I spent some time last night learning about and implementing split DNS on SRXes via
Junos’ proxy-dns feature, and ran into some interesting complications.
Here’s a diagram of the environment I was working on:

This environment consists of five branches, each with an SRX210. There’s a full mesh of IPsec VPN tunnels between them (10 links total, not pictured). Last night’s task was building VPN tunnels from each site to an AWS VPC so that the MS guys on my team could build an AD domain in AWS. Amazon makes this extremely easy, even providing example Junos configs, but even better you can download automatically generated Junos configs with your tunnel’s info prepopulated. The entire process took about 30 minutes for all five sites.

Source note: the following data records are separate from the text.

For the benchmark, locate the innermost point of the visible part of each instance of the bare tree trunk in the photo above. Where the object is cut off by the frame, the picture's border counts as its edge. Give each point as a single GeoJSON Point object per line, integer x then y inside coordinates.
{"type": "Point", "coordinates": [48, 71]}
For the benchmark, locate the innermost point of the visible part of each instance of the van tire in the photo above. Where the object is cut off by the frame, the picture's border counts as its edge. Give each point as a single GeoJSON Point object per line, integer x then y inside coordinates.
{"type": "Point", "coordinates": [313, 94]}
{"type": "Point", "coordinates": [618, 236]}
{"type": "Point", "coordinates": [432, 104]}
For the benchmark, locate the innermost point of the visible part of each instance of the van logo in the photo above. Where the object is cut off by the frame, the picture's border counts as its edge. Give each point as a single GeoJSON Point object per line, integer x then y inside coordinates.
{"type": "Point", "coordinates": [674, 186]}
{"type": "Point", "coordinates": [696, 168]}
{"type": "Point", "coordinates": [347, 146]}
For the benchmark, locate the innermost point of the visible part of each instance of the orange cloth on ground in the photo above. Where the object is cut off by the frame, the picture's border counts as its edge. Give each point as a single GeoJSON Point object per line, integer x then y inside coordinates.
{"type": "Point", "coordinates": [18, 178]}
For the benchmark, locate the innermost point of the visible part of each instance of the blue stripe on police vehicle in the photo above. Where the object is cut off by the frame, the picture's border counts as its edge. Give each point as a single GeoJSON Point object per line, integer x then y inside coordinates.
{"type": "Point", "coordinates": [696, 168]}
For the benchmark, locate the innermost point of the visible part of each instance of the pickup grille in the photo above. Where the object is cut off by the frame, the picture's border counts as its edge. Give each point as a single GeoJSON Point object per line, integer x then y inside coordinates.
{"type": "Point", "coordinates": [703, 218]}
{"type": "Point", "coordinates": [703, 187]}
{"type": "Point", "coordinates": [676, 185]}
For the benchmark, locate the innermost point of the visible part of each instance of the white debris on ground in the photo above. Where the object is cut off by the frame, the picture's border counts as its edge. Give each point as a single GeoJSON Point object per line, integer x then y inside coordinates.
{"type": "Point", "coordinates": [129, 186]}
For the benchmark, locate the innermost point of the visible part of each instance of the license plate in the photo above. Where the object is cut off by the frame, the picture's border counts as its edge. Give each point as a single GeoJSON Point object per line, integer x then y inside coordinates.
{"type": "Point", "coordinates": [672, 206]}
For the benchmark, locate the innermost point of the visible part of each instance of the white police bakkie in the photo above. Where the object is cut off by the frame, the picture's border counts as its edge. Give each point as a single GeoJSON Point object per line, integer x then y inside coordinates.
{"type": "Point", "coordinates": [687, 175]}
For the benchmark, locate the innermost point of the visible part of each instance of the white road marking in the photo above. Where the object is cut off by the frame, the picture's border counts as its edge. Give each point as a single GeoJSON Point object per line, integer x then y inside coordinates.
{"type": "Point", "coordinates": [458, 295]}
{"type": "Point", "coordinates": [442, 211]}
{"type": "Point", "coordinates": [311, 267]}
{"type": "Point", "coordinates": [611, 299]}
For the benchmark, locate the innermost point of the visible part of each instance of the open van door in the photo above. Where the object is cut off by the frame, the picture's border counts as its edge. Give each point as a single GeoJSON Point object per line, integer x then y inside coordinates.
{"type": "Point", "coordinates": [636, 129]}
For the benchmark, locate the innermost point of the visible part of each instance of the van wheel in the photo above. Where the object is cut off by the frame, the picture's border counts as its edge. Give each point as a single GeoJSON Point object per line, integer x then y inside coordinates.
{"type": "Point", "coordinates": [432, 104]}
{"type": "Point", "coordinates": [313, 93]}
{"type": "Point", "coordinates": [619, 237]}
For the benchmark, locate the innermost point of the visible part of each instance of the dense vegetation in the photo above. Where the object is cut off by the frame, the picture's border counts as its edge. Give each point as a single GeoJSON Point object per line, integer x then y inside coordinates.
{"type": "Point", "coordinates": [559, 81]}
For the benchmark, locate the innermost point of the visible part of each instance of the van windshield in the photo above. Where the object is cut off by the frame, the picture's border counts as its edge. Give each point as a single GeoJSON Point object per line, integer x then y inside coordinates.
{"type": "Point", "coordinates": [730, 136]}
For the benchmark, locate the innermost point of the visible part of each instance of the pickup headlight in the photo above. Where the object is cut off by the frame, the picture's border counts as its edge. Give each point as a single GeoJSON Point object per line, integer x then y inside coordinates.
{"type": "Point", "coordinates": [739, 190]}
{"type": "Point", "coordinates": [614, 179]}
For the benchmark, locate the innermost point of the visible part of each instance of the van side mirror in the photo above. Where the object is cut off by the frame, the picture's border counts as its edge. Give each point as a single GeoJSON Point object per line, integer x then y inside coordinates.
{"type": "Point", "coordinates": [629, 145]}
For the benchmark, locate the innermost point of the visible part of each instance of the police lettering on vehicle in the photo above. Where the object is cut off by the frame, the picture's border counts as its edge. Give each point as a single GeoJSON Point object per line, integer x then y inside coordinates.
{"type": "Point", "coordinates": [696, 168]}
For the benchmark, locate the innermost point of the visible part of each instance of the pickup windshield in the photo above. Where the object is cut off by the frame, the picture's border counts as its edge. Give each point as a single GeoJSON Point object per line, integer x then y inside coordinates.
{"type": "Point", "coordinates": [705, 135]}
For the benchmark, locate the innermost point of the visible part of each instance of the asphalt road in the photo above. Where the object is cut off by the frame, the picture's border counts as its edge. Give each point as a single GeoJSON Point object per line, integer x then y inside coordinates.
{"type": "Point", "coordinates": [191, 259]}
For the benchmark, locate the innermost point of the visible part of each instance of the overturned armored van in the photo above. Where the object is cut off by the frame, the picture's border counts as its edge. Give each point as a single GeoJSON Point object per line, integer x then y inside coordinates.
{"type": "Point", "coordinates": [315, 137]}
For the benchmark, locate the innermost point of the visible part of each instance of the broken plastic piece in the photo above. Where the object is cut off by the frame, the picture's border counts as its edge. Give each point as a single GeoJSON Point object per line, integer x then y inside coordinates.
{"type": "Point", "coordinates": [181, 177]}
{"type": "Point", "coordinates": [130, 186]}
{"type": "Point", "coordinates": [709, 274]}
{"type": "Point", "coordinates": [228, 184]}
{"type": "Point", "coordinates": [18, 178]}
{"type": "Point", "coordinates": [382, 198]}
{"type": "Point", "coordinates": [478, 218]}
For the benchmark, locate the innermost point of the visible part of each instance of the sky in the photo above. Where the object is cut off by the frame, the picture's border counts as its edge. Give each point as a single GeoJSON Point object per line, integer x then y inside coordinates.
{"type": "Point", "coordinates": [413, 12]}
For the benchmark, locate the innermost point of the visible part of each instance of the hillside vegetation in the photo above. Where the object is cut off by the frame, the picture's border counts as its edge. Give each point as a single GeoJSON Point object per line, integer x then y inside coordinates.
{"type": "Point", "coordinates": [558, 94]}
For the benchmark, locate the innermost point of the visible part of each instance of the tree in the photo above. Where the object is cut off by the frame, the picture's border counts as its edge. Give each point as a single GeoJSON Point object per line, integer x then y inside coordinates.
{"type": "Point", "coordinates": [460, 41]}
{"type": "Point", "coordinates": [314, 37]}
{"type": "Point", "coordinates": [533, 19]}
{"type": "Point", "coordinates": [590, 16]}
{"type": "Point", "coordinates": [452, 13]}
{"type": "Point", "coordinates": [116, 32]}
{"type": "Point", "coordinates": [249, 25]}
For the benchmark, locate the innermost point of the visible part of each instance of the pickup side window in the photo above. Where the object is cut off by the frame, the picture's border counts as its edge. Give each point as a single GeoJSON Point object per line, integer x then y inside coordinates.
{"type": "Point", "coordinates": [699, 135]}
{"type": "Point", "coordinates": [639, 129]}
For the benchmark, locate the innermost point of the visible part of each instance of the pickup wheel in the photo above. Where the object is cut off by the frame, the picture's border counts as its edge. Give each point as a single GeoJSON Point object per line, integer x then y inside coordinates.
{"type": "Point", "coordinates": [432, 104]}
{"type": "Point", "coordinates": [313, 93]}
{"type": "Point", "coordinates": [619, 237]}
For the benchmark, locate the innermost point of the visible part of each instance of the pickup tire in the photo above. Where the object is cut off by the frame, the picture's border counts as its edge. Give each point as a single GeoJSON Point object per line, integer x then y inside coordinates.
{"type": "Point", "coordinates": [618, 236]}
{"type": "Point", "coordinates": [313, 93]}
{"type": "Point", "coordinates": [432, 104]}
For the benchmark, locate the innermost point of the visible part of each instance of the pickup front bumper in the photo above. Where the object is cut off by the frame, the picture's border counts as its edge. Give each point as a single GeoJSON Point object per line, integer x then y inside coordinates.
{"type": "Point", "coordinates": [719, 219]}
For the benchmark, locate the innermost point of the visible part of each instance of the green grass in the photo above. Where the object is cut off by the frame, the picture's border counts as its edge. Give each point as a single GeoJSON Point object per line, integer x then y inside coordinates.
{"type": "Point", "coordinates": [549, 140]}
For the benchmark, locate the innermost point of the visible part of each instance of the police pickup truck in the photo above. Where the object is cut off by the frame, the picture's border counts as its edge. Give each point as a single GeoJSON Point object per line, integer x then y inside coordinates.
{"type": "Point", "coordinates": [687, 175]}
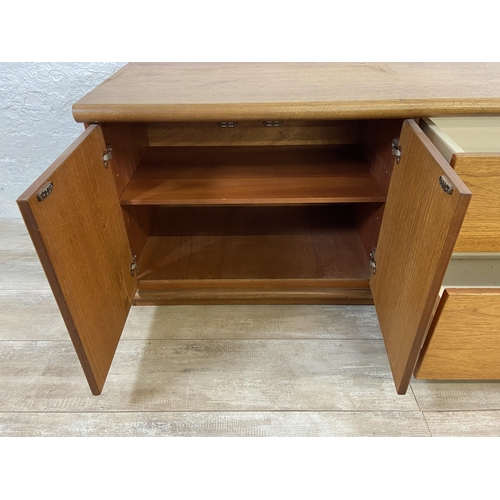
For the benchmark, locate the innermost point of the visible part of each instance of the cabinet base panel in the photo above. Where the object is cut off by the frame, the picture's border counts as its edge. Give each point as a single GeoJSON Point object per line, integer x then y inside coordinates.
{"type": "Point", "coordinates": [252, 292]}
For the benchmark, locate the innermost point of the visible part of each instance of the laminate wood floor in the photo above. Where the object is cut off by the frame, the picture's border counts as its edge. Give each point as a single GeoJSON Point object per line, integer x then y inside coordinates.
{"type": "Point", "coordinates": [215, 371]}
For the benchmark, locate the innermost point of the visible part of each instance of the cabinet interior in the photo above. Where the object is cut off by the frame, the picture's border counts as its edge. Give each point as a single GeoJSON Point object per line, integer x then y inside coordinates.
{"type": "Point", "coordinates": [463, 134]}
{"type": "Point", "coordinates": [254, 212]}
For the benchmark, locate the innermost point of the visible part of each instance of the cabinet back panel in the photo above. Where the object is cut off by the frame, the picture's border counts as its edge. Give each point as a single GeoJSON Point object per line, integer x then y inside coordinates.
{"type": "Point", "coordinates": [254, 133]}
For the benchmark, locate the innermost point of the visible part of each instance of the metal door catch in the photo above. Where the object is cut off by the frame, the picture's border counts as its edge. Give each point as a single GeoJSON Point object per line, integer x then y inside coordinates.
{"type": "Point", "coordinates": [227, 124]}
{"type": "Point", "coordinates": [396, 150]}
{"type": "Point", "coordinates": [446, 185]}
{"type": "Point", "coordinates": [133, 265]}
{"type": "Point", "coordinates": [373, 264]}
{"type": "Point", "coordinates": [45, 192]}
{"type": "Point", "coordinates": [107, 155]}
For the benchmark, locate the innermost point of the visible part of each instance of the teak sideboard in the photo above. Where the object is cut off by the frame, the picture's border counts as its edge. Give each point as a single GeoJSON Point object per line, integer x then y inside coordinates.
{"type": "Point", "coordinates": [283, 184]}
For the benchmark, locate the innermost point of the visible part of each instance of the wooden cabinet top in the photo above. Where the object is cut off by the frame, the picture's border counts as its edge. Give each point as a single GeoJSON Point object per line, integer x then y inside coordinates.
{"type": "Point", "coordinates": [142, 92]}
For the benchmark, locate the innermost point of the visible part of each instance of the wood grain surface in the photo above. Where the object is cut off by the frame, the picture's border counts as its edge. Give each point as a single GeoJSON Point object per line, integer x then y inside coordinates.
{"type": "Point", "coordinates": [129, 143]}
{"type": "Point", "coordinates": [481, 228]}
{"type": "Point", "coordinates": [205, 375]}
{"type": "Point", "coordinates": [43, 374]}
{"type": "Point", "coordinates": [215, 424]}
{"type": "Point", "coordinates": [283, 91]}
{"type": "Point", "coordinates": [463, 341]}
{"type": "Point", "coordinates": [254, 133]}
{"type": "Point", "coordinates": [464, 423]}
{"type": "Point", "coordinates": [312, 246]}
{"type": "Point", "coordinates": [419, 229]}
{"type": "Point", "coordinates": [81, 240]}
{"type": "Point", "coordinates": [251, 175]}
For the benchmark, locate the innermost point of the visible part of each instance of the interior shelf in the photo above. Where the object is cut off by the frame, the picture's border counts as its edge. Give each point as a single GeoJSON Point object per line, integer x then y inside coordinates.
{"type": "Point", "coordinates": [256, 175]}
{"type": "Point", "coordinates": [282, 254]}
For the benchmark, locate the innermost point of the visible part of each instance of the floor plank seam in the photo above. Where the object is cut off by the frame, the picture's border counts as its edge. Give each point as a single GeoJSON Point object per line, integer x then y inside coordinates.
{"type": "Point", "coordinates": [421, 412]}
{"type": "Point", "coordinates": [201, 411]}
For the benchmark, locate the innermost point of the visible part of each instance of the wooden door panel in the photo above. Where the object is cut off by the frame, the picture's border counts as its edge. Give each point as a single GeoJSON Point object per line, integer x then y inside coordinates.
{"type": "Point", "coordinates": [419, 230]}
{"type": "Point", "coordinates": [79, 234]}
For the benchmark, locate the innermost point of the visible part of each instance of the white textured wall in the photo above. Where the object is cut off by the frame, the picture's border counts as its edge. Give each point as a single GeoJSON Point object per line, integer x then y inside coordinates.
{"type": "Point", "coordinates": [36, 124]}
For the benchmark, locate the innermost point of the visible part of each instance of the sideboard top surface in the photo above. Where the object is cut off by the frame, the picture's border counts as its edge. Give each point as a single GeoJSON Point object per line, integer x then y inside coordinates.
{"type": "Point", "coordinates": [142, 92]}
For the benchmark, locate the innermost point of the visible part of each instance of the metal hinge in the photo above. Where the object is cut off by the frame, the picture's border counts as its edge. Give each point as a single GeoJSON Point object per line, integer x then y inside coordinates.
{"type": "Point", "coordinates": [133, 265]}
{"type": "Point", "coordinates": [373, 263]}
{"type": "Point", "coordinates": [43, 193]}
{"type": "Point", "coordinates": [107, 155]}
{"type": "Point", "coordinates": [396, 150]}
{"type": "Point", "coordinates": [227, 124]}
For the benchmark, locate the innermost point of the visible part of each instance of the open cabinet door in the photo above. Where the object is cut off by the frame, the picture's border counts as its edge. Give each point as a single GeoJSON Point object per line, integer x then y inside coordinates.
{"type": "Point", "coordinates": [74, 218]}
{"type": "Point", "coordinates": [425, 207]}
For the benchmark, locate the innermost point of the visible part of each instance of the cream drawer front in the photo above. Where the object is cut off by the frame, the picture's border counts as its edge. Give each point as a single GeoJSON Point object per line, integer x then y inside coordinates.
{"type": "Point", "coordinates": [463, 342]}
{"type": "Point", "coordinates": [472, 147]}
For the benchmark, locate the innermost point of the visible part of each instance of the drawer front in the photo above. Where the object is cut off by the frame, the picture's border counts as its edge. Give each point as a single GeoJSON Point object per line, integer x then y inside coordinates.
{"type": "Point", "coordinates": [472, 147]}
{"type": "Point", "coordinates": [481, 228]}
{"type": "Point", "coordinates": [463, 342]}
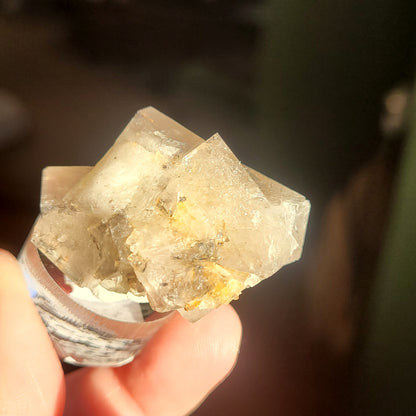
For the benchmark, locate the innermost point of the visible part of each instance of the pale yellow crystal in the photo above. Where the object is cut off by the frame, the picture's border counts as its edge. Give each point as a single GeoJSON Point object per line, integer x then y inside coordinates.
{"type": "Point", "coordinates": [171, 216]}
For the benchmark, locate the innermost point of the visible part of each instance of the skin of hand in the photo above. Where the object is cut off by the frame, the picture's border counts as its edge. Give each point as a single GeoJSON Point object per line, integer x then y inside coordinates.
{"type": "Point", "coordinates": [174, 373]}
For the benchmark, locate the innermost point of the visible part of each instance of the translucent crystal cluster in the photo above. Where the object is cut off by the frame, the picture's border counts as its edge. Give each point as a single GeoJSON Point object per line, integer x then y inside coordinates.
{"type": "Point", "coordinates": [170, 216]}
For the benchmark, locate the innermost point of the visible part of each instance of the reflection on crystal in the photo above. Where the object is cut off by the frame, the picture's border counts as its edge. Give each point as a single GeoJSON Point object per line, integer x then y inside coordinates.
{"type": "Point", "coordinates": [168, 215]}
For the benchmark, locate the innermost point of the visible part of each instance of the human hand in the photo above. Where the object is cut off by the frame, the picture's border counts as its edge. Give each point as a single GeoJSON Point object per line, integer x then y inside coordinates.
{"type": "Point", "coordinates": [176, 370]}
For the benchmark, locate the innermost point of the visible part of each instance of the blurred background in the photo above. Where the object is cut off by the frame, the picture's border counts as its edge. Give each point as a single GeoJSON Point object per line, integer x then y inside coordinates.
{"type": "Point", "coordinates": [317, 95]}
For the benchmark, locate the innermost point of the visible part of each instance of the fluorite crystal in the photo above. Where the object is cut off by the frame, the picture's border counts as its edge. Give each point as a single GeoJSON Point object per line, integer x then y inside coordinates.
{"type": "Point", "coordinates": [170, 216]}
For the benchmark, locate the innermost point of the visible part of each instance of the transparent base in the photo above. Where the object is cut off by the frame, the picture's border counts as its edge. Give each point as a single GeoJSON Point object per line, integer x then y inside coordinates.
{"type": "Point", "coordinates": [85, 332]}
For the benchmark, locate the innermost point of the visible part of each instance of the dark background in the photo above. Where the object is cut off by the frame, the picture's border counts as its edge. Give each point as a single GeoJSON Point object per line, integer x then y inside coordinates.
{"type": "Point", "coordinates": [311, 93]}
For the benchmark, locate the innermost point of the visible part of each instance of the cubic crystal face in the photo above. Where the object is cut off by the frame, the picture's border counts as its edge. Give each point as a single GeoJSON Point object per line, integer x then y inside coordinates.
{"type": "Point", "coordinates": [168, 215]}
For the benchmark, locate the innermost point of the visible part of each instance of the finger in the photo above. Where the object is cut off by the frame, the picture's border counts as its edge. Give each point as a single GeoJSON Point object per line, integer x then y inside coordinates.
{"type": "Point", "coordinates": [31, 378]}
{"type": "Point", "coordinates": [177, 369]}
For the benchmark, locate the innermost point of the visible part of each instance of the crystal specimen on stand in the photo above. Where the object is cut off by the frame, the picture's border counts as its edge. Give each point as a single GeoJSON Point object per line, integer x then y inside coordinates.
{"type": "Point", "coordinates": [168, 215]}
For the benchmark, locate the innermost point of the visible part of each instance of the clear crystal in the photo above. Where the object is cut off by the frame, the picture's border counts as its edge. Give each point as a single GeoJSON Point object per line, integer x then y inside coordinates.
{"type": "Point", "coordinates": [169, 215]}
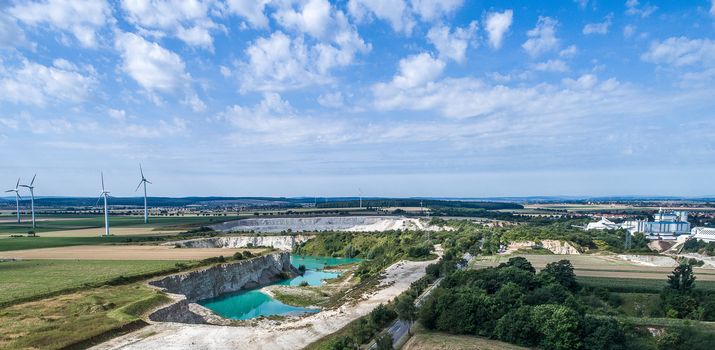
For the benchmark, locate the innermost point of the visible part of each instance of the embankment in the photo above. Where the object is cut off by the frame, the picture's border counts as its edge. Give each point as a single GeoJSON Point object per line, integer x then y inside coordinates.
{"type": "Point", "coordinates": [287, 242]}
{"type": "Point", "coordinates": [188, 287]}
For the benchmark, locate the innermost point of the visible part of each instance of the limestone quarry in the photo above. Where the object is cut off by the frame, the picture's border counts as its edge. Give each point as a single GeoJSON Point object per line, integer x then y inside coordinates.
{"type": "Point", "coordinates": [318, 224]}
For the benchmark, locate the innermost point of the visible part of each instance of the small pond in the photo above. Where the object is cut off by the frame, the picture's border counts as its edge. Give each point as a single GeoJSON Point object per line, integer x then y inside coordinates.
{"type": "Point", "coordinates": [245, 305]}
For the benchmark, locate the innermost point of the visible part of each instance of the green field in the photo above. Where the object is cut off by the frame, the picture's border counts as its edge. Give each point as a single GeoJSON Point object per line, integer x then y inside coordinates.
{"type": "Point", "coordinates": [17, 243]}
{"type": "Point", "coordinates": [32, 279]}
{"type": "Point", "coordinates": [57, 322]}
{"type": "Point", "coordinates": [632, 285]}
{"type": "Point", "coordinates": [62, 223]}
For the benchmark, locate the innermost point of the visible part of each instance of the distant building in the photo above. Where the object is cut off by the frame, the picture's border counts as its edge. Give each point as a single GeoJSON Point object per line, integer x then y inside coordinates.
{"type": "Point", "coordinates": [666, 225]}
{"type": "Point", "coordinates": [706, 234]}
{"type": "Point", "coordinates": [603, 224]}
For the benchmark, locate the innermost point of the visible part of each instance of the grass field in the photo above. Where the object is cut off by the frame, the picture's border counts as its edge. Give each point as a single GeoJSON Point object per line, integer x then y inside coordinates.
{"type": "Point", "coordinates": [64, 320]}
{"type": "Point", "coordinates": [66, 223]}
{"type": "Point", "coordinates": [123, 252]}
{"type": "Point", "coordinates": [433, 341]}
{"type": "Point", "coordinates": [28, 279]}
{"type": "Point", "coordinates": [18, 243]}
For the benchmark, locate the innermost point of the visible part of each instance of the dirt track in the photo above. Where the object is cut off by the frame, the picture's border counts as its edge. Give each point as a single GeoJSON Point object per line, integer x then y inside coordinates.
{"type": "Point", "coordinates": [121, 252]}
{"type": "Point", "coordinates": [269, 334]}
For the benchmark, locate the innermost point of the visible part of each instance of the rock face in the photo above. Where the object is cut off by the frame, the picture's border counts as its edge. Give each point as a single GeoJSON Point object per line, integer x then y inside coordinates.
{"type": "Point", "coordinates": [278, 242]}
{"type": "Point", "coordinates": [230, 277]}
{"type": "Point", "coordinates": [188, 287]}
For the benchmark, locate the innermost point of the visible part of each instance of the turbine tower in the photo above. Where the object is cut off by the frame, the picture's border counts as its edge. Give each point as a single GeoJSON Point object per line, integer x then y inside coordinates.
{"type": "Point", "coordinates": [31, 187]}
{"type": "Point", "coordinates": [104, 195]}
{"type": "Point", "coordinates": [144, 181]}
{"type": "Point", "coordinates": [17, 198]}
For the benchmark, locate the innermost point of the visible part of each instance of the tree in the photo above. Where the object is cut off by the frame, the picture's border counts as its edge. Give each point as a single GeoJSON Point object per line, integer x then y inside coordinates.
{"type": "Point", "coordinates": [558, 325]}
{"type": "Point", "coordinates": [519, 262]}
{"type": "Point", "coordinates": [405, 308]}
{"type": "Point", "coordinates": [384, 342]}
{"type": "Point", "coordinates": [682, 278]}
{"type": "Point", "coordinates": [562, 273]}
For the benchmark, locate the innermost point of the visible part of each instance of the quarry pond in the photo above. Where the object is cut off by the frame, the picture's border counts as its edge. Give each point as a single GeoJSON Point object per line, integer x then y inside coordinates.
{"type": "Point", "coordinates": [249, 304]}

It got interesting when setting up split DNS. The goal here is to have the corporate networks at all five locations able to work with a domain controller in AWS, but without hairpinning all DHCP and DNS traffic through the VPN tunnels to AWS. We can leave DHCP on the SRXes, but AD requires DNS to function, so we need it to at least resolve requests for the AD domain. The natural solution is split DNS: requests for any names in company.com. are forwarded to the domain controller(s), and all other requests are handled by public DNS. Users on the internal network should be using the local firewall as their resolving nameserver (passed via DHCP), and company.com should resolve to its AWS internal IP address of 10.200.1.10 rather than the public A record of 74.122.237.76, company.com’s webserver.
Juniper has some docs here and here, and there are a couple quick articles I also took a look at.
Here’s the config:
tylerkerr@site-a-srx210> show configuration system services dns dns-proxy
interface {
    vlan.10;
}
default-domain * {
    forwarders {
        8.8.8.8;
        8.8.4.4;
    }
}
default-domain company.com {
    forwarders {
        10.200.1.10;
    }
}
I threw the config in, committed, and tested. dig company.com @10.50.1.1 returned 74.122.237.76, the external address – not working. On first attempt there was a delay of about three seconds – this ended up being very important, although I didn’t realize it until later. I cleared the dns-proxy cache (clear system services dns-proxy cache), which didn’t resolve the issue but did reintroduce the three-second delay on first resolution.
At this point I reread the config as well as the blog posts and KB articles to make sure I wasn’t missing something. A guess was that the order of default-domain statements mattered, a la ACLs, but everything I saw indicated otherwise, that this is more of a longest-prefix style ruleset. I tried breaking the config up into a ‘view’ statement, matching clients only in specific CIDR ranges, but the results were identical.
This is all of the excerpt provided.